Title: Re: Hooking up Tandy 1000TL to internet
Post by: dawlane on July 08, 2019, 09:18:17 AM
You should strip things down if you want to Retro Bright. It stops the solution from causing damage to components and metals. Take plenty of pictures during dismantling so you know how to put it back together. Getting hold of a service manual would be a big help in how to dismantle and rebuild.

If you haven't got access to direct sun light, you can create a Retro Bright box. Basically a big container lined with a reflective material and a UV light. I did come across another YouTube video ( showing a new method using a Sous Vide (usually used in professional restaurants). The Sous Vide looks to be the best solution as it gives better control and results. Just boiling the parts in a pan would be too risky.

Keyboards can be tricky to repair. It all comes down to the type of mechanism and it's design. According to Deskthority (, the Tandy 1000 used third generation Fujitsu Leaf Spring ( switches. There would be no easy solution to repair these, so getting hold of a keyboard for spares would be a more viable solution. But first you should try and give them a clean.

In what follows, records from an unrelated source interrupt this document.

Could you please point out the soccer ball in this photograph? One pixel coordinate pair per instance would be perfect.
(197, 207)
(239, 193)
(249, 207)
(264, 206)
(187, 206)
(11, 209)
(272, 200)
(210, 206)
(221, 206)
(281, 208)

When you start maintaining old computers; be prepared to have to start buying a few electrician tools:
Soldering Iron
Desoldering iron
Multi-meter with various leads and clamps.
Wire strippers and snipers
Various pliers
A screw driver set
A small spanner set
A small socket set.
An Oscilloscope.
Work stands with magnifying glass.
Any relevant service manuals.
And some knowledge of electrical circuits and safety.

Another tip: Before even powering up any old electrical hardware you should test all components with a multi-meter. The last thing you want to do is electrocute yourself, cause a fire, or damage an irreplaceable component due to a bad capacitor or voltage regulator. Again there are plenty of YouTube videos on how to test components, but a service manual would be a must.

Side note: It may be worth considering connecting a modern pc to old hardware via the serial port or the printer port (
Title: Re: Hooking up Tandy 1000TL to internet
Post by: bsisko on July 10, 2019, 02:19:26 AM

Are there any videos on connecting modern pcs via the serial or printer port?
Title: Re: Hooking up Tandy 1000TL to internet
Post by: dawlane on July 10, 2019, 10:03:00 AM
I have not seen any videos for serial or printer port connection. Both of these methods rely on there being MS-DOS being installed and a bit of scripting/programming using either a custom cable (for printer connection) or a serial/usb-to-serial cable with additional male/female DB9 adaptor. The latter cable and adaptors can be purchased from Amazon or any good Electronics outlet that deals with electronics.

Another possible method is to upgrade the floppy disk to using a floppy emulator.
You will need to see Adrian Black ('s videos and any others video or articles that you can find.

You may even be able to use a flash drive as a hard drive ( This more than likely will be down to the capabilities of the computer model.